エルフの少女は森の外の世界に興味津々です!

 エルフの少女が作ってくれた空き地に、早速ギルド拠点を展開する。

 設置完了まで1時間あるので、その間に、自己紹介などを始める。

 

 まずは俺達が「俺はクロ……」と言った感じで自己紹介をしていく。


「わたしは、セレスティナ。ティナって呼んでね!」


 セレスティナでティナさんかなんか神秘的でいい名前だな。


「あんたってエルフなの? なんかさっきのやつらと全然違うんだけど」

「さっきって? ふむ、ふむ、ああ、里の方に行って追い返されたんだね~。おじさんたちはエルフだけど、わたしはハイエルフなんだ」


 途中、見えない何かとでも話してるような動きをしていたのは気になるが、それよりもハイエルフだ!

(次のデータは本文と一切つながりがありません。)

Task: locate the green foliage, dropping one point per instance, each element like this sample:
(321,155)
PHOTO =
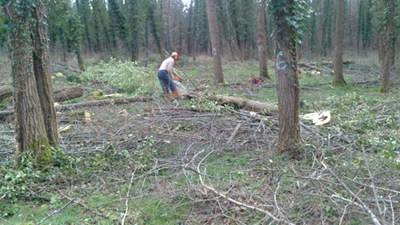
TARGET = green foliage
(125,76)
(16,182)
(295,14)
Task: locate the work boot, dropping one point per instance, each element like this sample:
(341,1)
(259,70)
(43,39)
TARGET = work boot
(176,93)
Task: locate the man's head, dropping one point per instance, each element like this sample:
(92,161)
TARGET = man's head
(175,56)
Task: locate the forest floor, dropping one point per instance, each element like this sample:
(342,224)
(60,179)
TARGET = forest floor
(203,163)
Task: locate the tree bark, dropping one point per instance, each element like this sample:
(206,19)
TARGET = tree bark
(31,132)
(214,33)
(287,80)
(5,92)
(388,47)
(262,40)
(42,72)
(338,71)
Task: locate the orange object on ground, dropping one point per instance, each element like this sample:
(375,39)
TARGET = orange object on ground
(176,93)
(167,97)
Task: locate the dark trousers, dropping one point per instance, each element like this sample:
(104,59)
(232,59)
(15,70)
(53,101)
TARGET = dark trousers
(166,81)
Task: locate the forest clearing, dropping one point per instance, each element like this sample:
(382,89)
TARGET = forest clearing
(199,112)
(149,162)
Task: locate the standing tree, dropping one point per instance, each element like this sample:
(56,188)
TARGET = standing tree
(215,38)
(84,11)
(36,127)
(288,16)
(385,16)
(339,78)
(262,40)
(135,24)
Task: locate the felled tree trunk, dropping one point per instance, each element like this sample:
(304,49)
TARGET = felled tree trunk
(58,95)
(67,93)
(252,105)
(4,114)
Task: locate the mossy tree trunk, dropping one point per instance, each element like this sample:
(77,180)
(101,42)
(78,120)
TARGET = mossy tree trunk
(388,46)
(215,41)
(287,79)
(338,71)
(262,40)
(42,72)
(31,81)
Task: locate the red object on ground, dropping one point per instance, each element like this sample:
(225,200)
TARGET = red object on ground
(255,80)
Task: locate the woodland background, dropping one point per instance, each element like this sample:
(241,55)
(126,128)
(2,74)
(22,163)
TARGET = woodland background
(141,160)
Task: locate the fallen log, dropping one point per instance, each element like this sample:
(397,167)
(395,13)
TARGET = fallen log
(67,93)
(252,105)
(58,95)
(4,114)
(5,92)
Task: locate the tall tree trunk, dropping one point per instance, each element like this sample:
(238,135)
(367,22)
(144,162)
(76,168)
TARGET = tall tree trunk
(213,26)
(388,47)
(30,123)
(79,58)
(42,72)
(287,80)
(339,78)
(261,40)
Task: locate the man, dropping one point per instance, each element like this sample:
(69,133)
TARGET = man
(165,75)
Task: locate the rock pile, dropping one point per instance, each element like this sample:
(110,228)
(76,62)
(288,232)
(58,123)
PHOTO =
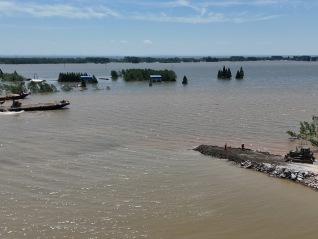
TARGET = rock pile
(273,165)
(307,178)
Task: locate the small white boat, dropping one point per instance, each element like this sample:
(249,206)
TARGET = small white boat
(11,112)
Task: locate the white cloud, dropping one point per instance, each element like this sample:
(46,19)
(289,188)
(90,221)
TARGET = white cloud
(179,11)
(54,10)
(147,42)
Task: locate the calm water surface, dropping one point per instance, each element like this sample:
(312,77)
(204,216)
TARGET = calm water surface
(118,163)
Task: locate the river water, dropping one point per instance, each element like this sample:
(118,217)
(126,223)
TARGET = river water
(118,163)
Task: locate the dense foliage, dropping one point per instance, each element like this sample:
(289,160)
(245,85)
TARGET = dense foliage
(134,59)
(12,77)
(75,77)
(308,131)
(240,74)
(114,74)
(225,73)
(144,74)
(184,80)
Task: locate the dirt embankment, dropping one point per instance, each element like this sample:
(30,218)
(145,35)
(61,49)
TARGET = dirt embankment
(264,162)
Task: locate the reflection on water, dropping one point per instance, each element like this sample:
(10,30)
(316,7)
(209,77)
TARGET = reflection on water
(118,163)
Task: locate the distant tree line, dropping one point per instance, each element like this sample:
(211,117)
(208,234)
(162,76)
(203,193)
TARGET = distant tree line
(75,77)
(226,73)
(17,84)
(136,60)
(144,74)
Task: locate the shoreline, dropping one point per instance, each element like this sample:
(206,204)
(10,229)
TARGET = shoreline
(264,162)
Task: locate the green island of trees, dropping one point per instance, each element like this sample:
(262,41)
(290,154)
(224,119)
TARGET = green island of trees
(76,77)
(144,74)
(240,74)
(308,131)
(17,84)
(225,73)
(136,60)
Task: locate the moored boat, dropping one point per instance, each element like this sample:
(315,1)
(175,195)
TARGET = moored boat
(11,112)
(302,155)
(17,106)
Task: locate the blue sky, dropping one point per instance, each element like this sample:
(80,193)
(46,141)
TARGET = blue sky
(156,28)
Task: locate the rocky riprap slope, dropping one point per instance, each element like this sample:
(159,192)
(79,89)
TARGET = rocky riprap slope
(273,165)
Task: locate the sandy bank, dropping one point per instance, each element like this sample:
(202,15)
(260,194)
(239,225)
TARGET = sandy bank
(273,165)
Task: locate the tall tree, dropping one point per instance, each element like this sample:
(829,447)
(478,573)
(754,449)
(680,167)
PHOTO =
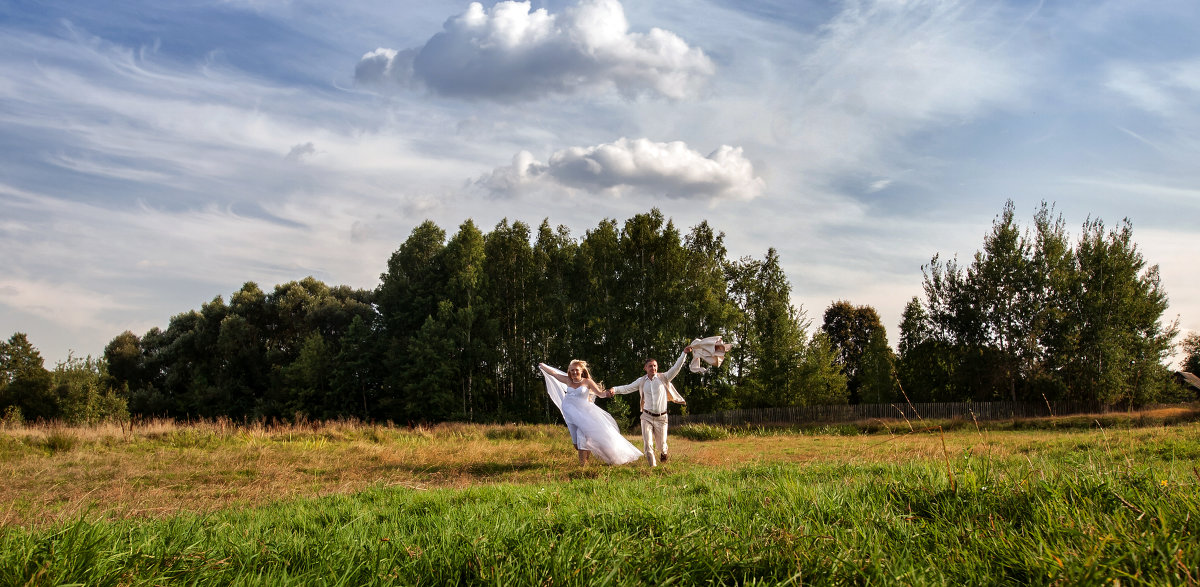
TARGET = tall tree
(509,287)
(1192,353)
(850,329)
(467,325)
(1120,342)
(778,340)
(877,370)
(24,382)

 どおりで、さっきのエルフとは雰囲気が全然違うわけだ!


「ハイエルフって皆あんたみたいなのばっかりなの!?」

「わたしは、ハイエルフでも変わり者って言われてるからね~。普通はエルフとあんまりかわらないよ~」


 うん、WMOの設定でもハイエルフとエルフで性質的には変わりは特になく、排他的で森に引きこもってるような種族だったはずだ。


「木の成長を愛でて楽しむとか、あんなんやってられるか~。3日で飽きた~」


 ティナさんは飽きっぽいのか……。

 まあ、釣り糸を垂らしてのんびりと時間をすごすとか、縁側に一日座ってるとか絶対無理な気がする。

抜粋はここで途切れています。